Translate - a PyTorch Language Library

Overview

NOTE

PyTorch Translate is now deprecated, please use fairseq instead.


Translate - a PyTorch Language Library

Translate is a library for machine translation written in PyTorch. It provides training for sequence-to-sequence models. Translate relies on fairseq, a general sequence-to-sequence library, which means that models implemented in both Translate and Fairseq can be trained. Translate also provides the ability to export some models to Caffe2 graphs via ONNX and to load and run these models from C++ for production purposes. Currently, we export components (encoder, decoder) to Caffe2 separately and beam search is implemented in C++. In the near future, we will be able to export the beam search as well. We also plan to add export support to more models.

Quickstart

If you are just interested in training/evaluating MT models, and not in exporting the models to Caffe2 via ONNX, you can install Translate for Python 3 by following these few steps:

  1. Install pytorch
  2. Install fairseq
  3. Clone this repository git clone https://github.com/pytorch/translate.git pytorch-translate && cd pytorch-translate
  4. Run python setup.py install

Provided you have CUDA installed you should be good to go.

Requirements and Full Installation

Translate Requires:

  • A Linux operating system with a CUDA compatible card
  • GNU C++ compiler version 4.9.2 and above
  • A CUDA installation. We recommend CUDA 8.0 or CUDA 9.0

Use Our Docker Image:

Install Docker and nvidia-docker, then run

sudo docker pull pytorch/translate
sudo nvidia-docker run -i -t --rm pytorch/translate /bin/bash
. ~/miniconda/bin/activate
cd ~/translate

You should now be able to run the sample commands in the Usage Examples section below. You can also see the available image versions under https://hub.docker.com/r/pytorch/translate/tags/.

Install Translate from Source:

These instructions were mainly tested on Ubuntu 16.04.5 LTS (Xenial Xerus) with a Tesla M60 card and a CUDA 9 installation. We highly encourage you to report an issue if you are unable to install this project for your specific configuration.

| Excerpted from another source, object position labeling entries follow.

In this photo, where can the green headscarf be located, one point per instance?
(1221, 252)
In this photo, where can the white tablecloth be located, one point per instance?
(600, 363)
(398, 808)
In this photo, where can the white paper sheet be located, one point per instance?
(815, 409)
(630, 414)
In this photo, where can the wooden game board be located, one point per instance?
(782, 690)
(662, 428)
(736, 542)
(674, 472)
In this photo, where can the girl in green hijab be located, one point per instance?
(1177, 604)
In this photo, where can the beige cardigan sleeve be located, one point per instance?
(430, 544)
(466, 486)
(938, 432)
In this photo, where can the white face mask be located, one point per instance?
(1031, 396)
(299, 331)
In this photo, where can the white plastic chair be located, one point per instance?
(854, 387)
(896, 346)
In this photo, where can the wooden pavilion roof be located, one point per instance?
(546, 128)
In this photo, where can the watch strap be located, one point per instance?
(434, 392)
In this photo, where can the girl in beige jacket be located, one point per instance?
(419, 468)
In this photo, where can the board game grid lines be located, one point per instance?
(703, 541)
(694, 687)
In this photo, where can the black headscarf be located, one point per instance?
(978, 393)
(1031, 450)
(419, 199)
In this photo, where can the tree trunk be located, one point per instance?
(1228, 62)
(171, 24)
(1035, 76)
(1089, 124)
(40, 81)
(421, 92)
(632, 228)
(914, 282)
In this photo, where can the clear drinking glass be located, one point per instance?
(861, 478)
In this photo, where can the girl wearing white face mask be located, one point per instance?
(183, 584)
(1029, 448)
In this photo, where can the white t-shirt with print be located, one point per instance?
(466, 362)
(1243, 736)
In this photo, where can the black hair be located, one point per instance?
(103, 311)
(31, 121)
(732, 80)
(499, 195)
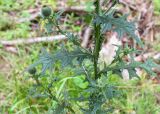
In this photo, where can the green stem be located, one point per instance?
(97, 40)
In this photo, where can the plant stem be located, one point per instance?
(97, 40)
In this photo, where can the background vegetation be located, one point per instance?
(16, 94)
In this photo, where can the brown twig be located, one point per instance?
(21, 41)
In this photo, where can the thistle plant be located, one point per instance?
(87, 80)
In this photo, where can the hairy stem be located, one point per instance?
(97, 40)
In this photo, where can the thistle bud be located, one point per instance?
(46, 11)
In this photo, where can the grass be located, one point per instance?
(137, 95)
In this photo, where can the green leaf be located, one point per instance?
(119, 25)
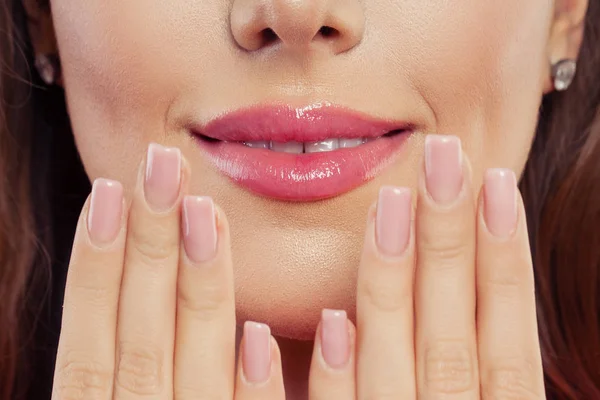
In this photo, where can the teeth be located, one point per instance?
(349, 143)
(309, 147)
(261, 144)
(324, 145)
(288, 147)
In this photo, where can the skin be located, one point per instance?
(475, 69)
(130, 76)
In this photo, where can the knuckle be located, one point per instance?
(98, 297)
(155, 250)
(206, 303)
(511, 382)
(79, 380)
(189, 393)
(444, 253)
(140, 369)
(385, 295)
(386, 392)
(449, 368)
(508, 282)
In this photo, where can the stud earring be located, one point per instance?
(48, 67)
(563, 73)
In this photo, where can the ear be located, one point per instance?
(566, 34)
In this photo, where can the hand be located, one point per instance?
(149, 305)
(467, 327)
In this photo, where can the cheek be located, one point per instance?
(480, 65)
(124, 64)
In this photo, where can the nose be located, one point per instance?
(336, 25)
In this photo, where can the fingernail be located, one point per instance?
(443, 167)
(106, 208)
(199, 228)
(256, 356)
(392, 222)
(500, 202)
(335, 339)
(163, 175)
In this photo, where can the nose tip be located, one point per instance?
(297, 24)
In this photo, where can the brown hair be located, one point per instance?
(560, 185)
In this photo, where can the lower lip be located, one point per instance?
(303, 177)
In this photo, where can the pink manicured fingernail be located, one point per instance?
(199, 228)
(163, 176)
(392, 223)
(335, 339)
(106, 208)
(500, 202)
(256, 356)
(443, 167)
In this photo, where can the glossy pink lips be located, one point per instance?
(299, 177)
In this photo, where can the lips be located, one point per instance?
(313, 169)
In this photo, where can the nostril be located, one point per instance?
(268, 36)
(329, 32)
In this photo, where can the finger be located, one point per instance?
(509, 349)
(446, 345)
(205, 337)
(333, 363)
(146, 323)
(385, 350)
(259, 374)
(86, 351)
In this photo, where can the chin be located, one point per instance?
(288, 286)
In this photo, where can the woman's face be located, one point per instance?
(140, 71)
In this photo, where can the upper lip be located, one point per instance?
(313, 123)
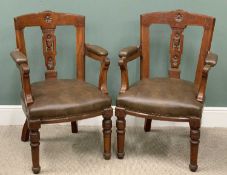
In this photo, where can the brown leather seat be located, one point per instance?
(59, 98)
(164, 96)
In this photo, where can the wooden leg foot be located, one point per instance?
(194, 142)
(120, 123)
(147, 125)
(25, 132)
(35, 142)
(74, 127)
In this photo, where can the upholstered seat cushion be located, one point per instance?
(164, 96)
(61, 98)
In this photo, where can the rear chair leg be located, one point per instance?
(35, 142)
(74, 127)
(195, 123)
(121, 123)
(107, 130)
(147, 125)
(25, 132)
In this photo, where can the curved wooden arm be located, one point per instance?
(22, 64)
(99, 54)
(210, 61)
(126, 55)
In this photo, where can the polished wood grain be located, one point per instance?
(48, 21)
(178, 21)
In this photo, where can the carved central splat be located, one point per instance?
(49, 52)
(176, 49)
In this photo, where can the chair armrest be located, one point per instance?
(100, 54)
(126, 55)
(210, 62)
(21, 61)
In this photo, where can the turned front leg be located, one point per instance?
(107, 130)
(35, 142)
(120, 123)
(74, 127)
(194, 142)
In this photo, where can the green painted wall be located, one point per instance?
(112, 24)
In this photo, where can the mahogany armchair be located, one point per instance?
(169, 99)
(56, 100)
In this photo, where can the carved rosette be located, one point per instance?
(49, 51)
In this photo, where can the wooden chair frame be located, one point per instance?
(178, 20)
(48, 21)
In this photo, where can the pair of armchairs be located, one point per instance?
(170, 99)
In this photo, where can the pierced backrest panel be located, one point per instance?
(178, 20)
(48, 21)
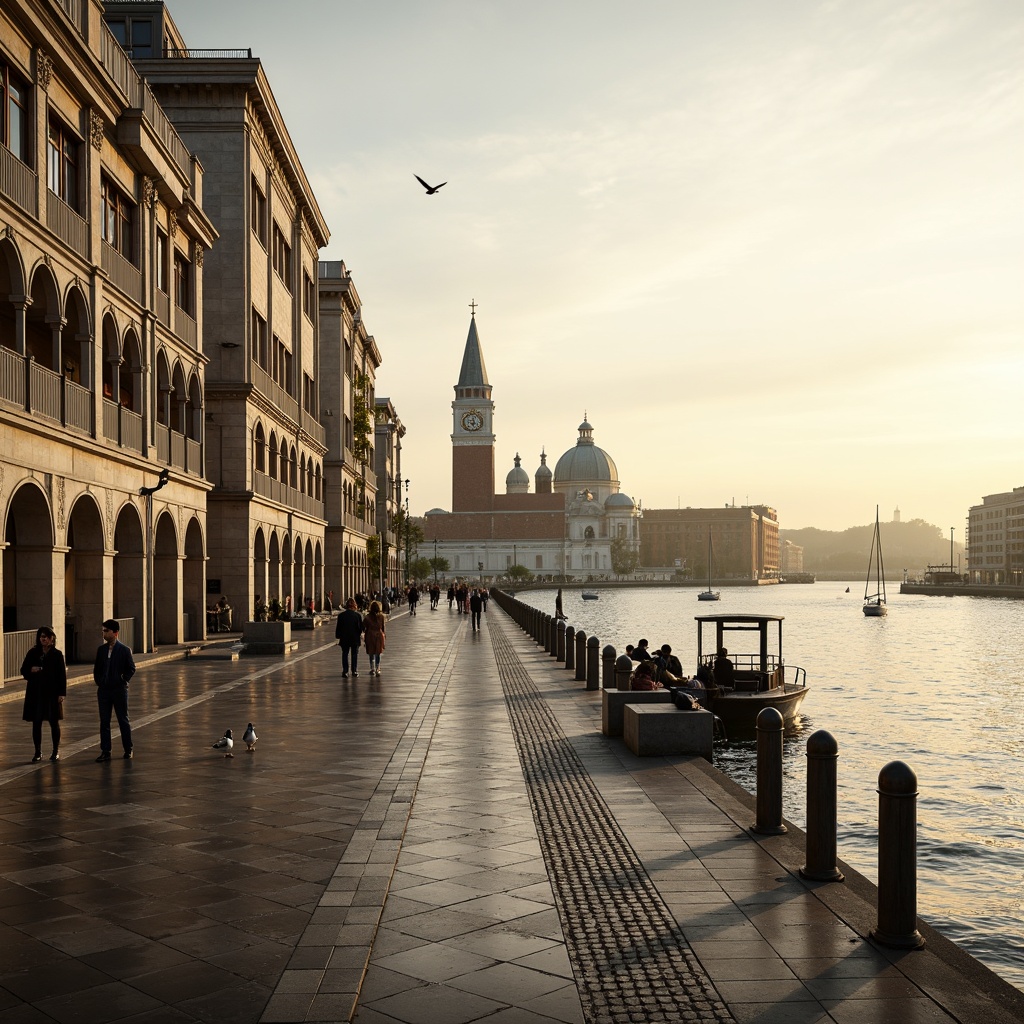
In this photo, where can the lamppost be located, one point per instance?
(151, 590)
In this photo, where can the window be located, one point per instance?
(182, 283)
(163, 273)
(61, 163)
(118, 220)
(257, 211)
(282, 257)
(13, 113)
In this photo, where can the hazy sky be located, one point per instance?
(775, 251)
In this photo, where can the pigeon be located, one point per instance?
(250, 737)
(225, 743)
(430, 188)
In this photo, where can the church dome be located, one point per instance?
(586, 463)
(517, 482)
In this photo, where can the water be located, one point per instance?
(938, 683)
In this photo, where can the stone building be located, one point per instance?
(567, 527)
(349, 358)
(102, 236)
(995, 539)
(266, 443)
(744, 541)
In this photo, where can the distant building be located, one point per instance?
(744, 541)
(995, 539)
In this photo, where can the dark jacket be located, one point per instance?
(349, 628)
(122, 666)
(43, 688)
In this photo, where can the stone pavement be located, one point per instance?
(451, 842)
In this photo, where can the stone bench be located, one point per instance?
(612, 702)
(663, 730)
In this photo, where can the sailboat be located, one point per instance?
(875, 603)
(709, 594)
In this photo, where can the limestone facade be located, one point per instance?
(102, 237)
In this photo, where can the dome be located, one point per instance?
(586, 463)
(517, 482)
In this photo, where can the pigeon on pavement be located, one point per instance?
(225, 743)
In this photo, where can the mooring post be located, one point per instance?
(624, 669)
(822, 809)
(608, 668)
(581, 665)
(593, 664)
(898, 858)
(769, 799)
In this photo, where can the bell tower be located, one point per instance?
(472, 434)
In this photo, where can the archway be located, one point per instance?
(84, 580)
(194, 583)
(167, 603)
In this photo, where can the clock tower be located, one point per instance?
(472, 434)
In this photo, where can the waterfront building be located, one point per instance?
(102, 365)
(744, 541)
(266, 451)
(349, 358)
(995, 539)
(569, 526)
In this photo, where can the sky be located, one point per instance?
(773, 251)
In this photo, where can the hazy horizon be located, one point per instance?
(772, 251)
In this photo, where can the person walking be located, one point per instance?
(374, 636)
(347, 633)
(46, 686)
(113, 671)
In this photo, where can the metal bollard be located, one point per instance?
(608, 668)
(898, 858)
(624, 669)
(593, 664)
(769, 799)
(822, 758)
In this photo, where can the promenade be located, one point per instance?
(454, 841)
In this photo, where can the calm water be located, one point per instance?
(938, 683)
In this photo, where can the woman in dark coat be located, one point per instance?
(46, 686)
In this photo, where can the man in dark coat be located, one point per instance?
(115, 667)
(347, 633)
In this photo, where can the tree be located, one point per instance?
(625, 557)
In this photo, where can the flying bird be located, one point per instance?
(430, 188)
(225, 743)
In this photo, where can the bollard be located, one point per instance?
(898, 858)
(593, 664)
(769, 799)
(608, 668)
(822, 758)
(581, 665)
(624, 669)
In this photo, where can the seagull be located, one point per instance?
(225, 743)
(430, 188)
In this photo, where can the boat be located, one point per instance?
(875, 602)
(760, 677)
(709, 594)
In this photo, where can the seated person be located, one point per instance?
(724, 674)
(643, 677)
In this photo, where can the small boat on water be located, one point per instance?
(709, 594)
(754, 679)
(875, 602)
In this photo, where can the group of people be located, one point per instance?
(45, 673)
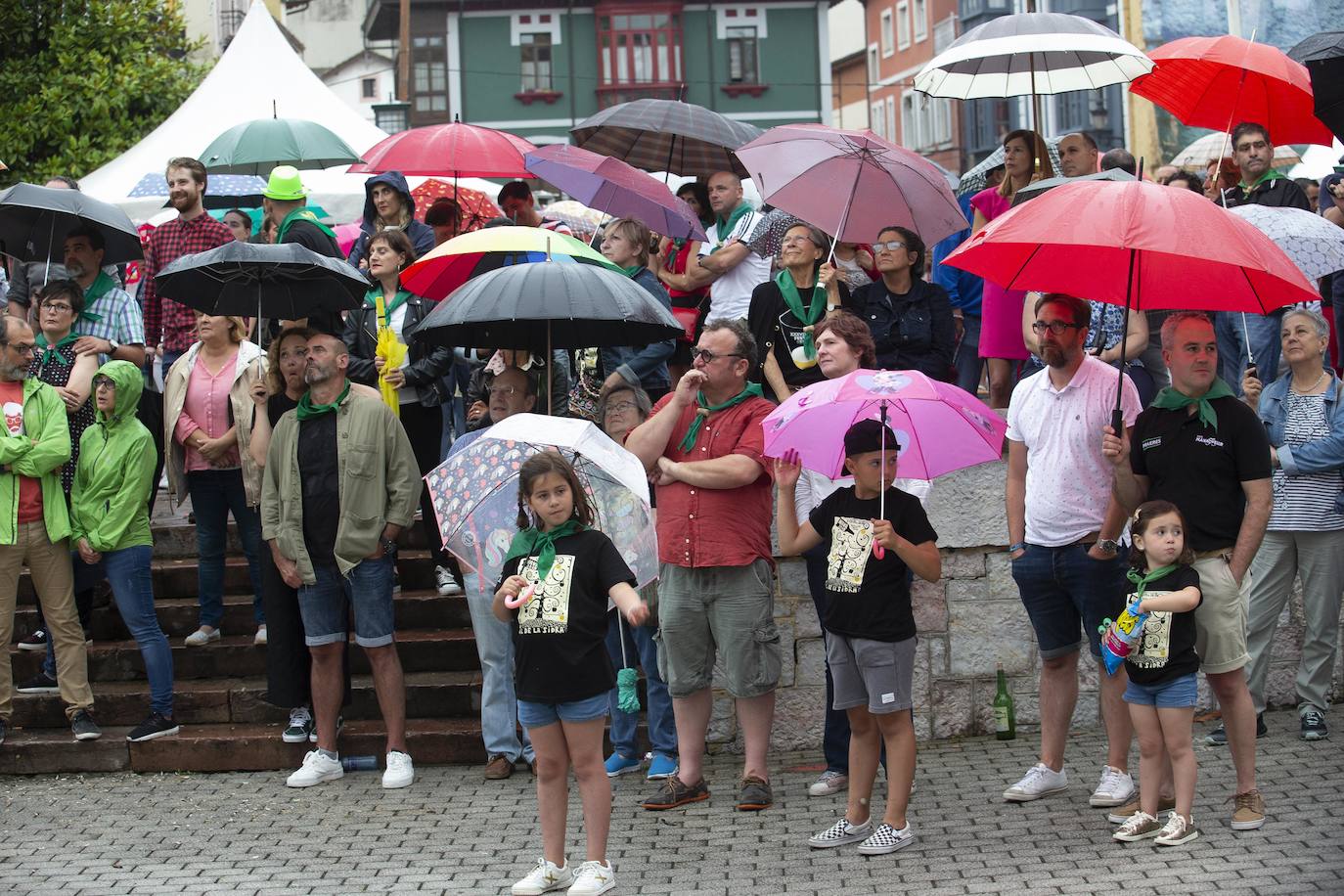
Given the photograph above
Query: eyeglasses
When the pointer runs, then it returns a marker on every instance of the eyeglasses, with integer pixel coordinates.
(1053, 327)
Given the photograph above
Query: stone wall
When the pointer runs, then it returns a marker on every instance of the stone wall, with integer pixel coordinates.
(967, 622)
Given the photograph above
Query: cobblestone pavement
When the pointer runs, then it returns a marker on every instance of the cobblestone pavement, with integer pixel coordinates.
(455, 833)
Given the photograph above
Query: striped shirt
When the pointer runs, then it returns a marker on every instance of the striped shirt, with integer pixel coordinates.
(1305, 503)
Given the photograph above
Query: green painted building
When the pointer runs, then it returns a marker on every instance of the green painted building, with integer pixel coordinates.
(536, 68)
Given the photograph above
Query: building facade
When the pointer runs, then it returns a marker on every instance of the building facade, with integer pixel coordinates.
(536, 68)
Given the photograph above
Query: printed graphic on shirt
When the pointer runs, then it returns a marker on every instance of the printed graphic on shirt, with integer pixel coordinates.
(851, 540)
(549, 610)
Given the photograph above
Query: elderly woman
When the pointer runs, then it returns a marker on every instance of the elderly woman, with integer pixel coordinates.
(785, 310)
(1304, 414)
(620, 410)
(207, 422)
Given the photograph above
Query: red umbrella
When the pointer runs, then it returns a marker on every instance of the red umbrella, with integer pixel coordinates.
(456, 150)
(1217, 82)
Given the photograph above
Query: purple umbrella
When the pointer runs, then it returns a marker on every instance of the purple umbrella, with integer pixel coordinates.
(615, 188)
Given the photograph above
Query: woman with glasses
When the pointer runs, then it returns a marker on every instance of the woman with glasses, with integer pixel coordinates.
(910, 317)
(785, 310)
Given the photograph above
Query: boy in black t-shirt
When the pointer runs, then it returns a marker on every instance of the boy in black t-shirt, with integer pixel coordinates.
(870, 623)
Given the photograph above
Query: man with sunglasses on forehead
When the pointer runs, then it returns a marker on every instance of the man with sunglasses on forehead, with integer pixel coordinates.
(703, 448)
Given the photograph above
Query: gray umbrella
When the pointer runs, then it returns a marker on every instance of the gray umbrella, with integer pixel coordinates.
(34, 222)
(667, 135)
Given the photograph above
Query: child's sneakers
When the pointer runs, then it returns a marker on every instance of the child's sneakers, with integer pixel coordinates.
(1178, 831)
(547, 876)
(1140, 827)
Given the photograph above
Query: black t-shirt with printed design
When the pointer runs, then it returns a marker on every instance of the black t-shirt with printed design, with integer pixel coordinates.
(560, 637)
(1165, 650)
(869, 598)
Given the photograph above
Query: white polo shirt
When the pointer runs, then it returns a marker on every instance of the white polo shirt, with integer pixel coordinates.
(730, 294)
(1067, 478)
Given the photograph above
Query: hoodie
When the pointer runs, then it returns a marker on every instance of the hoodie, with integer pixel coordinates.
(109, 503)
(420, 233)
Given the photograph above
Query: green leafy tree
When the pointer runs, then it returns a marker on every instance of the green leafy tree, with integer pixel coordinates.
(85, 79)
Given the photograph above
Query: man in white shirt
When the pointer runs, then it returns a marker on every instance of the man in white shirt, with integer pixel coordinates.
(1062, 528)
(726, 265)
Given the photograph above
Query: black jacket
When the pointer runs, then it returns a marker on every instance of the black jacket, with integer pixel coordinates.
(427, 363)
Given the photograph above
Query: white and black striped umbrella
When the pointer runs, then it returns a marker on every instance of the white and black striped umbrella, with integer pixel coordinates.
(1032, 53)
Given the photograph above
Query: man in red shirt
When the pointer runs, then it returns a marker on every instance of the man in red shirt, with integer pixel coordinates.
(704, 445)
(171, 327)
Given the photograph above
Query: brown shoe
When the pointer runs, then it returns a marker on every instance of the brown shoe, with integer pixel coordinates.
(674, 794)
(499, 767)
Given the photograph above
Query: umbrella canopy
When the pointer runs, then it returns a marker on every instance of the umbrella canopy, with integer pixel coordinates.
(34, 222)
(284, 281)
(1322, 54)
(665, 135)
(1214, 147)
(1039, 187)
(452, 263)
(1032, 53)
(453, 150)
(1218, 82)
(938, 426)
(474, 492)
(851, 183)
(258, 146)
(615, 188)
(1160, 247)
(549, 305)
(1315, 245)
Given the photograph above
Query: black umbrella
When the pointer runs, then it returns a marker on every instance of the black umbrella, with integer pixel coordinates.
(34, 222)
(667, 135)
(284, 283)
(1322, 54)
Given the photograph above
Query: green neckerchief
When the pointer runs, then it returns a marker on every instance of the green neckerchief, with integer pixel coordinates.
(706, 409)
(1172, 400)
(728, 226)
(53, 352)
(301, 214)
(398, 299)
(1142, 579)
(818, 306)
(306, 410)
(532, 540)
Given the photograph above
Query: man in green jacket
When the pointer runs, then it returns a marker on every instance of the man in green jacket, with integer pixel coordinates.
(338, 486)
(35, 525)
(109, 522)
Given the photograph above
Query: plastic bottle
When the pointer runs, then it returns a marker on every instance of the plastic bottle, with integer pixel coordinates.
(1006, 720)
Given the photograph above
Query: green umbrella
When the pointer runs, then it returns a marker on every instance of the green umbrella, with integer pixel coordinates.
(258, 146)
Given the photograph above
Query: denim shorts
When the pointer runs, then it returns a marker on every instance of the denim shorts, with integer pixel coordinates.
(1062, 589)
(538, 715)
(1179, 694)
(327, 604)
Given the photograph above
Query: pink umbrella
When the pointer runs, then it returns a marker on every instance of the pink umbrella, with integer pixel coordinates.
(851, 183)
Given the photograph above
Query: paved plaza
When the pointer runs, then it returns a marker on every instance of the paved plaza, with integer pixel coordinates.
(455, 833)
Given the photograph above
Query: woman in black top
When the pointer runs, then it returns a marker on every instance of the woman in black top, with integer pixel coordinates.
(784, 310)
(910, 317)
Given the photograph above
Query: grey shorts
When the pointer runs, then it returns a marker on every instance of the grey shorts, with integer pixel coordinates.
(725, 610)
(873, 673)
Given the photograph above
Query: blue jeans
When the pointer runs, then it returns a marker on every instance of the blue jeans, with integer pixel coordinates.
(640, 650)
(499, 704)
(132, 586)
(214, 496)
(1265, 344)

  • If you don't already have an existing Anaconda environment with Python 3.6, you can install one via Miniconda3:

    wget https://repo.continuum.io/miniconda/Miniconda3-latest-Linux-x86_64.sh -O miniconda.sh
    chmod +x miniconda.sh
    ./miniconda.sh -b -p ~/miniconda
    rm miniconda.sh
    . ~/miniconda/bin/activate
    
  • Clone the Translate repo:

    git clone https://github.com/pytorch/translate.git
    pushd translate
    
  • Install the PyTorch conda package:

    # Set to 8 or 9 depending on your CUDA version.
    TMP_CUDA_VERSION="9"
    
    # Uninstall previous versions of PyTorch. Doing this twice is intentional.
    # Error messages about torch not being installed are benign.
    pip uninstall -y torch
    pip uninstall -y torch
    
    # This may not be necessary if you already have the latest cuDNN library.
    conda install -y cudnn
    
    # Add LAPACK support for the GPU.
    conda install -y -c pytorch "magma-cuda${TMP_CUDA_VERSION}0"
    
    # Install the combined PyTorch nightly conda package.
    conda install pytorch-nightly cudatoolkit=${TMP_CUDA_VERSION}.0 -c pytorch
    
    # Install NCCL2.
    wget "https://s3.amazonaws.com/pytorch/nccl_2.1.15-1%2Bcuda${TMP_CUDA_VERSION}.0_x86_64.txz"
    TMP_NCCL_VERSION="nccl_2.1.15-1+cuda${TMP_CUDA_VERSION}.0_x86_64"
    tar -xvf "${TMP_NCCL_VERSION}.txz"
    rm "${TMP_NCCL_VERSION}.txz"
    
    # Set some environmental variables needed to link libraries correctly.
    export CONDA_PATH="$(dirname $(which conda))/.."
    export NCCL_ROOT_DIR="$(pwd)/${TMP_NCCL_VERSION}"
    export LD_LIBRARY_PATH="${CONDA_PATH}/lib:${NCCL_ROOT_DIR}/lib:${LD_LIBRARY_PATH}"
    
  • Install ONNX:

    git clone --recursive https://github.com/onnx/onnx.git
    yes | pip install ./onnx 2>&1 | tee ONNX_OUT
    

If you get a Protobuf compiler not found error, you need to install it:

conda install -c anaconda protobuf

Then, try to install ONNX again:

yes | pip install ./onnx 2>&1 | tee ONNX_OUT
  • Build Translate:

    pip uninstall -y pytorch-translate
    python3 setup.py build develop
    

Now you should be able to run the example scripts below!

Usage Examples

Note: the example commands given assume that you are the root of the cloned GitHub repository or that you're in the translate directory of the Docker or Amazon image. You may also need to make sure you have the Anaconda environment activated.

Training

We provide an example script to train a model for the IWSLT 2014 German-English task. We used this command to obtain a pretrained model:

bash pytorch_translate/examples/train_iwslt14.sh

The pretrained model actually contains two checkpoints that correspond to training twice with random initialization of the parameters. This is useful to obtain ensembles. This dataset is relatively small (~160K sentence pairs), so training will complete in a few hours on a single GPU.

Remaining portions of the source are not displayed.